FEMA has begun assessing the flood damage in southwest Minnesota. One of the hardest hit areas was Rock County.
Heavy rains in June washed out roads, bridges and even railroad tracks. Now as the water recedes, the hope is that federal disaster dollars will soon be flowing into the state to help rebuild what mother nature washed away.
Dozens of officials from the Minnesota Department of Public Safety and Emergency Management sat down with FEMA staff on Tuesday to go over the long list of damage to infrastructure with stacks and stacks of pictures.
"We've driven around the county some. It's the worst I've ever seen and I'm 73 years old, it's a lot of damage," Rock County Commissioner Ron Boyenga said.
Damage that has put people's lives and jobs on hold, including the railroad.

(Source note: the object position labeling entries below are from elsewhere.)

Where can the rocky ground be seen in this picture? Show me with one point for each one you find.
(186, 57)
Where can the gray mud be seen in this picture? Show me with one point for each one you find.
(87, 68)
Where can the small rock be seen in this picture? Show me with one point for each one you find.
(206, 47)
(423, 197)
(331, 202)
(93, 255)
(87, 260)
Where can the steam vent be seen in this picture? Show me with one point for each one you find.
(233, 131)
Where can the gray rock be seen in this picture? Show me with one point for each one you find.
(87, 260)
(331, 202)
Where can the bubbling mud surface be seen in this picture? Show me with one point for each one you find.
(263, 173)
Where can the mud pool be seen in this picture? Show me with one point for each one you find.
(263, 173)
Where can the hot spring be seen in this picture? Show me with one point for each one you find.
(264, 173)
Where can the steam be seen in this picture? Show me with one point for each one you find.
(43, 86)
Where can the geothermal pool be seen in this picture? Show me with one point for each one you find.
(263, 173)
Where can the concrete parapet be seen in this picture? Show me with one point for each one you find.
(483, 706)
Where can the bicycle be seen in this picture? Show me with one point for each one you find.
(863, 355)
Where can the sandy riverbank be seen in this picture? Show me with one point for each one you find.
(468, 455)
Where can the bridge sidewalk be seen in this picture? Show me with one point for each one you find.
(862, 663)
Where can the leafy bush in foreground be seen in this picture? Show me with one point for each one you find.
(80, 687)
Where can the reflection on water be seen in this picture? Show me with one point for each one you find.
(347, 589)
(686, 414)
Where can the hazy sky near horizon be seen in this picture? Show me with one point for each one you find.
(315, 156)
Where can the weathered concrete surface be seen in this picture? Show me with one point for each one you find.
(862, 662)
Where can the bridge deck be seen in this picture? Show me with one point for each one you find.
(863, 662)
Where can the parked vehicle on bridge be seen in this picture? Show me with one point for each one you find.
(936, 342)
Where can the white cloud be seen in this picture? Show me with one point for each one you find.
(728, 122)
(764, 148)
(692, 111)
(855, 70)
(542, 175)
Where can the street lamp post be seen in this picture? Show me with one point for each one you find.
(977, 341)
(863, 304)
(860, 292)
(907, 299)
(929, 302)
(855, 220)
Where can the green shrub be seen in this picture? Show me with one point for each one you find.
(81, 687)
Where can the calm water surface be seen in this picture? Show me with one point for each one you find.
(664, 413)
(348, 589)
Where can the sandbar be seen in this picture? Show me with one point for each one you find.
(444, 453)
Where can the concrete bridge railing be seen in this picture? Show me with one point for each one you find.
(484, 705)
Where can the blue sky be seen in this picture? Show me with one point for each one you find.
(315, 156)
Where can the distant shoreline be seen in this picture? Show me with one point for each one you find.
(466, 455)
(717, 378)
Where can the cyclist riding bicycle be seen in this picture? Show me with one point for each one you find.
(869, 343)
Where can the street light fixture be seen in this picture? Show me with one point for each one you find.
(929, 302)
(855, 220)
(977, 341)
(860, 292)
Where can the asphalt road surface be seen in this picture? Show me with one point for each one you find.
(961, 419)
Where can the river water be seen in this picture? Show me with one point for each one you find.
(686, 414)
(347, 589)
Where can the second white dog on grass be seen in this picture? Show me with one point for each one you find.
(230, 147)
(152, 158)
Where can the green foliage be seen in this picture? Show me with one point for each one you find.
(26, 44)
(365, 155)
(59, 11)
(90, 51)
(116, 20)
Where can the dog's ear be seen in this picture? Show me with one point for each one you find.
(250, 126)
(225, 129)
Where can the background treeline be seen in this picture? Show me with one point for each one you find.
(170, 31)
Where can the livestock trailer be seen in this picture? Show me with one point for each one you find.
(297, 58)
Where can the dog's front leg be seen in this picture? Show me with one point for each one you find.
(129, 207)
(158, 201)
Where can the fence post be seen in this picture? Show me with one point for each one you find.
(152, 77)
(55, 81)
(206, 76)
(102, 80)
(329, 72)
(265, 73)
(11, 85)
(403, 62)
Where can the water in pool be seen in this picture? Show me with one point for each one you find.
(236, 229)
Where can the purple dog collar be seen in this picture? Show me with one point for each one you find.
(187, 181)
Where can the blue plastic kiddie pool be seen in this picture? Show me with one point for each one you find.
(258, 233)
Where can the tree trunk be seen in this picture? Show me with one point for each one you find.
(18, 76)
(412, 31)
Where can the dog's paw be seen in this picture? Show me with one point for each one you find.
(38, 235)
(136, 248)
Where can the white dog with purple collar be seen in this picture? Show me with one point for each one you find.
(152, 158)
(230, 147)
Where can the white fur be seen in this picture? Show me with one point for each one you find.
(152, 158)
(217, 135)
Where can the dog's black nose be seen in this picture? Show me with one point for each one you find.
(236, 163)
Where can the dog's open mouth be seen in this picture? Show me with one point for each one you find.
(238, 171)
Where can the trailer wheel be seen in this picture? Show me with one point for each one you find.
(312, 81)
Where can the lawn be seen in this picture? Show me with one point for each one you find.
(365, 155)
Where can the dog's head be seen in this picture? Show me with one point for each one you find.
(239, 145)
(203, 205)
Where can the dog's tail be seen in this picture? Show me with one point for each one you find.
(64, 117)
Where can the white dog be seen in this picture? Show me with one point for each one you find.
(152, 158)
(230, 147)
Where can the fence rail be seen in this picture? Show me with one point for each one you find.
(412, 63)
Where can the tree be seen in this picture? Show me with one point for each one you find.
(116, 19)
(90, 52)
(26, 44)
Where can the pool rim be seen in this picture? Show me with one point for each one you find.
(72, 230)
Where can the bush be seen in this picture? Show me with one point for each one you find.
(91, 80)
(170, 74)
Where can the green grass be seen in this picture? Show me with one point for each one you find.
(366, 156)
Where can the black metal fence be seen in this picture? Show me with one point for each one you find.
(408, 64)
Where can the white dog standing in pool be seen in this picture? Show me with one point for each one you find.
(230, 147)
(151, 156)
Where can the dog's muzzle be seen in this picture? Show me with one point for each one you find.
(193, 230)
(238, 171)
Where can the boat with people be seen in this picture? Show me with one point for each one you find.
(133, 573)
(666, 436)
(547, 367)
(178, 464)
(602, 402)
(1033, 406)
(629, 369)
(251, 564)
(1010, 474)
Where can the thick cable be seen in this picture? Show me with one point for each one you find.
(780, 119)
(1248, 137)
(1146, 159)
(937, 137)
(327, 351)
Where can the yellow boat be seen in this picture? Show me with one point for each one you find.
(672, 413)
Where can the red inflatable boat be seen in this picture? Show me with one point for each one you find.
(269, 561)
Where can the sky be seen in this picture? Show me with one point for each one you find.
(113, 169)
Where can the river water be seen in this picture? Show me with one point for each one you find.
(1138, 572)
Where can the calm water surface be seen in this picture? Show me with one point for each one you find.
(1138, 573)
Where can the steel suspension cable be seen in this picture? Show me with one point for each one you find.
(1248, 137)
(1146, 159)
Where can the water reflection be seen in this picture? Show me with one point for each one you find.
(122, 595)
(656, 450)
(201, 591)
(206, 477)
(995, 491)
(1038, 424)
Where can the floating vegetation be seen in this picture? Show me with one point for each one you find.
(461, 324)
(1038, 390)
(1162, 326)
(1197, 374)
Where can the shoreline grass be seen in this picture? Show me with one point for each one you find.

"One of their problems, they ship ethanol, they have ethanol cars loaded with ethanol and can't ship them, because the railroad is out on both sides of the ethanol plant," Boyenga said.
Even these pictures don't tell the whole story.
"The water has to go down so they can assess the damage, because we've hired some outside engineers to assess bridges and culverts, because there's some undermining of the culverts and bridges that you can't see right away," Boyenga said.
This meeting is the first step in making the long list of repairs to the county.
"It's a process and as soon as we gather all the information, we'll present it to the president and from there we'll see what happens," FEMA official Maria Pedron said.
In order to qualify for federal disaster dollars, the state of Minnesota needs at least $7 million in damage. They're estimating Rock County alone has at least $4 million.